How to parse HTML in PHP?
I have used domdocument and domxpath to get the solution, you can find it at:
<?php
$dom = new DomDocument();
$test='<p class="Heading1-P">
<span class="Heading1-H">Chapter 1</span>
</p>
<p class="Normal-P">
<span class="Normal-H">This is chapter 1</span>
</p>
<p class="Heading1-P">
<span class="Heading1-H">Chapter 2</span>
</p>
<p class="Normal-P">
<span class="Normal-H">This is chapter 2</span>
</p>
<p class="Heading1-P">
<span class="Heading1-H">Chapter 3</span>
</p>
<p class="Normal-P">
<span class="Normal-H">This is chapter 3</span>
</p>';
$dom->loadHTML($test);
$xpath = new DOMXpath($dom);
$heading=parseToArray($xpath,'Heading1-H');
$content=parseToArray($xpath,'Normal-H');
var_dump($heading);
echo "<br/>";
var_dump($content);
echo "<br/>";
function parseToArray($xpath,$class)
{
$xpathquery="//span[@class='".$class."']";
$elements = $xpath->query($xpathquery);
if (!is_null($elements)) {
$resultarray=array();
foreach ($elements as $element) {
$nodes = $element->childNodes;
foreach ($nodes as $node) {
$resultarray[] = $node->nodeValue;
}
}
return $resultarray;
}
}
Live result: http://saji89.codepad.org/2TyOAibZ
Here's an alternative way to parse the html using DiDOM
which offers significantly better performance in terms of speed and memory footprint.

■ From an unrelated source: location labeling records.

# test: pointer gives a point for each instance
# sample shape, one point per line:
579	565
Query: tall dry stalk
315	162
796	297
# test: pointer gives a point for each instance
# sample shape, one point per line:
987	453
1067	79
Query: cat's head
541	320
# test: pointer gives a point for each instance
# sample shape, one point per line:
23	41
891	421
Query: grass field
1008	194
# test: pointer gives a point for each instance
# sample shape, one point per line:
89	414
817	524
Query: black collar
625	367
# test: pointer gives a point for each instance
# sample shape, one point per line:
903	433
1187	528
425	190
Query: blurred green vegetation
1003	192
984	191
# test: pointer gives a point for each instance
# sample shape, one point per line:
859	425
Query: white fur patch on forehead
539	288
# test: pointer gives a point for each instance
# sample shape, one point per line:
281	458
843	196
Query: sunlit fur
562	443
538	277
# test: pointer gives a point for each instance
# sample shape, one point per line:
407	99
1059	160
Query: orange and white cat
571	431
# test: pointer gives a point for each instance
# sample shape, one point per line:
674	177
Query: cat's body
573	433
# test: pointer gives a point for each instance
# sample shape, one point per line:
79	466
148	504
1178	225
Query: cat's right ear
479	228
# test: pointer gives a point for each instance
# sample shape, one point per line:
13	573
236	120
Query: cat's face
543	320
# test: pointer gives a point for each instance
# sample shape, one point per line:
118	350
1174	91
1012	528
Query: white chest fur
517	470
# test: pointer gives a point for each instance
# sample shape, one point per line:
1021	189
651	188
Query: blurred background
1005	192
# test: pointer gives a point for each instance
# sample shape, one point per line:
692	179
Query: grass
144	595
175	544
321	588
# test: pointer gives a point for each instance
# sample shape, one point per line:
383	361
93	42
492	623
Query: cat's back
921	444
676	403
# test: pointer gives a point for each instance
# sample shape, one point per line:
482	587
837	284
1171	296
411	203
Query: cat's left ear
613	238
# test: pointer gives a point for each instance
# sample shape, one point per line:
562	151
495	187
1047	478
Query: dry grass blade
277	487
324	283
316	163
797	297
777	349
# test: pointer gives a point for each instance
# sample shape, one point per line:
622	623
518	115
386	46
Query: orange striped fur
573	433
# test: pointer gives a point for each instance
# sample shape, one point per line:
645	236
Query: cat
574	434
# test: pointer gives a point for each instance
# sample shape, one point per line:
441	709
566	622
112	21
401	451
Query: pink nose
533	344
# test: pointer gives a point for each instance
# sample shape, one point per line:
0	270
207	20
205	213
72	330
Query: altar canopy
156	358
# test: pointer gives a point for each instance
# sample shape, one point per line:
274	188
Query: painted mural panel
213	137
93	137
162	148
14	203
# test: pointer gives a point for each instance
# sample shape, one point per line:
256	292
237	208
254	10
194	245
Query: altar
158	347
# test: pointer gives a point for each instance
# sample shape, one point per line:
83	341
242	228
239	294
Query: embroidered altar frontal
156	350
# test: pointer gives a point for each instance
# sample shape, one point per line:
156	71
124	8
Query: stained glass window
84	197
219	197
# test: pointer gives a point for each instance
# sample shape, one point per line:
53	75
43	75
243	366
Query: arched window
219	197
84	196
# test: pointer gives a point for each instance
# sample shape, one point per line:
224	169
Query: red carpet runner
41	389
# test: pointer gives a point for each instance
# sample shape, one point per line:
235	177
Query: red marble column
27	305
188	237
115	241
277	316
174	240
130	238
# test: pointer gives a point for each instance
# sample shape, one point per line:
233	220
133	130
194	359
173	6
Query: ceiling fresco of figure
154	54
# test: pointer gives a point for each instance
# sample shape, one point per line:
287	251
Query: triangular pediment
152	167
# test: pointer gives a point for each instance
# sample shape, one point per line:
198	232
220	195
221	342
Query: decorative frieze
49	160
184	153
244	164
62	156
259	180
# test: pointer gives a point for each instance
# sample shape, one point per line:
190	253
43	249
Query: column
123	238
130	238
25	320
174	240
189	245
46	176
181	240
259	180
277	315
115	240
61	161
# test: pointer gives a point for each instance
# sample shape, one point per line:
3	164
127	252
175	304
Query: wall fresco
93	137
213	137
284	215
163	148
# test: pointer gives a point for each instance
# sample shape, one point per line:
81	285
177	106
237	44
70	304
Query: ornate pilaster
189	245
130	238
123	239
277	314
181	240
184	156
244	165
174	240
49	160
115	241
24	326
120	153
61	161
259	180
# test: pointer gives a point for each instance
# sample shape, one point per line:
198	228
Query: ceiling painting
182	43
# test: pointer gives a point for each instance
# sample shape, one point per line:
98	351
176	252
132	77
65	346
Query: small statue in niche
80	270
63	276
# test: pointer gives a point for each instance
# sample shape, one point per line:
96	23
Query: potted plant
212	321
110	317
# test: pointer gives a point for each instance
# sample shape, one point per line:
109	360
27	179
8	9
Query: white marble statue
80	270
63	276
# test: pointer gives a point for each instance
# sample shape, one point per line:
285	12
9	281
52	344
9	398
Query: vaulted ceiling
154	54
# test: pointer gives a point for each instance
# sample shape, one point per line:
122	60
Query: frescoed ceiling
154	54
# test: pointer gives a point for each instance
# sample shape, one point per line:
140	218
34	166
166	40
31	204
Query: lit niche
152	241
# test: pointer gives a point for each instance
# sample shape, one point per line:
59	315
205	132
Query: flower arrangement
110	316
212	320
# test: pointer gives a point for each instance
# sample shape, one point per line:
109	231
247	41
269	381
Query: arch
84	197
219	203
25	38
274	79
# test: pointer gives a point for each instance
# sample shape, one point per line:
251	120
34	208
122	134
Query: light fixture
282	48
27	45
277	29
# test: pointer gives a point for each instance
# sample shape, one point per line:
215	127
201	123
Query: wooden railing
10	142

composer require imangazaliev/didom
<?php
use DiDom\Document;
require_once('vendor/autoload.php');
$html = <<<HTML
<p class="Heading1-P">
<span class="Heading1-H">Chapter 1</span>
</p>
<p class="Normal-P">
<span class="Normal-H">This is chapter 1</span>
</p>
<p class="Heading1-P">
<span class="Heading1-H">Chapter 2</span>
</p>
<p class="Normal-P">
<span class="Normal-H">This is chapter 2</span>
</p>
<p class="Heading1-P">
<span class="Heading1-H">Chapter 3</span>
</p>
<p class="Normal-P">
<span class="Normal-H">This is chapter 3</span>
</p>
HTML;
$document = new Document($html);
// find chapter headings
$elements = $document->find('.Heading1-H');
$headings = [];
foreach ($elements as $element) {
$headings[] = $element->text();
}
// find chapter texts
$elements = $document->find('.Normal-H');
$chapters = [];
foreach ($elements as $element) {
$chapters[] = $element->text();
}
echo("Headings\n");
foreach ($headings as $heading) {
echo("- {$heading}\n");
}
echo("Chapter texts\n");
foreach ($chapters as $chapter) {
echo("- {$chapter}\n");
}
One option for you is to use DOMDocument and DOMXPath. They do require a bit of a curve to learn, but once you do, you will be pretty happy with what you can achieve.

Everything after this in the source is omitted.